Abstract 1801: The Benefit of an Early Invasive Strategy in Women Versus Men with Non-ST-Elevation Acute Coronary Syndromes: A Collaborative Meta-Analysis of Randomized Trials
Background: Although an early invasive strategy (INV) is frequently used in patients with non-ST-elevation acute coronary syndromes (NSTEACS), some trials have shown this strategy to be associated with worse outcomes in women. We conducted a collaborative meta-analysis of randomized trials of INV vs. conservative strategy (CONS) stratified by gender and biomarker (CK-MB or troponin) elevation.
Methods: The principal investigators for each trial provided data on the incidence of death (D), non-fatal MI (MI) and rehospitalization with ACS by gender & biomarker elevation through long-term follow-up. Odds ratios from each trial were combined using a random-effects model with weighting based on inverse variance.

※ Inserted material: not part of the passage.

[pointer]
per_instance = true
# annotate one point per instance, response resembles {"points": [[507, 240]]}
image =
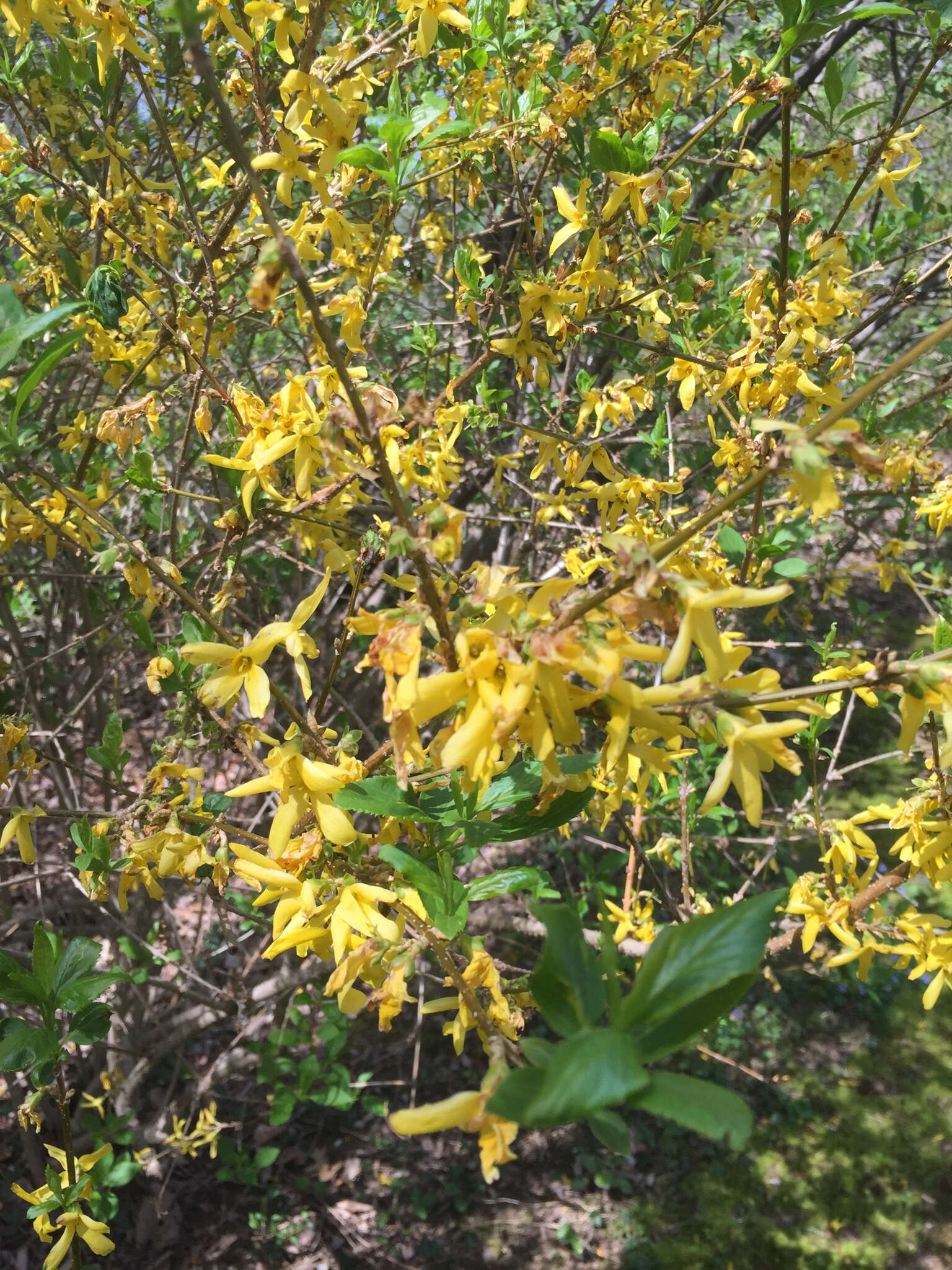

Results: Data were combined across 8 trials (3075 women, 7074 men). The OR for D/MI/ACS for INV vs. CONS was 0.83 in women (95% CI 0.68–1.01) and 0.75 in men (95% CI 0.58 – 0.98) with no significant heterogeneity between genders (P=0.54). In women, the benefit of INV tended to be greater in those with elevated biomarkers (OR 0.73, 0.58 – 0.92), compared with those without (OR 0.99, 0.67–1.47) (P interaction=0.19). In contrast, men benefited from INV irrespective of biomarker status (OR 0.78, 0.57–1.07 and OR 0.75, 0.58 – 0.98, P interaction=0.85). For patients in the INV arms, women were more frequently found to have no significant coronary artery disease (stenosis diameter <50%) at angiography than were men (27% vs 8%, P<0.001).
Conclusions: In patients with NSTEACS, an INV strategy reduces the composite of death, MI or rehospitalization with ACS to a similar extent in both women and men. Elevated biomarkers of necrosis may help identify women who benefit most from an INV strategy.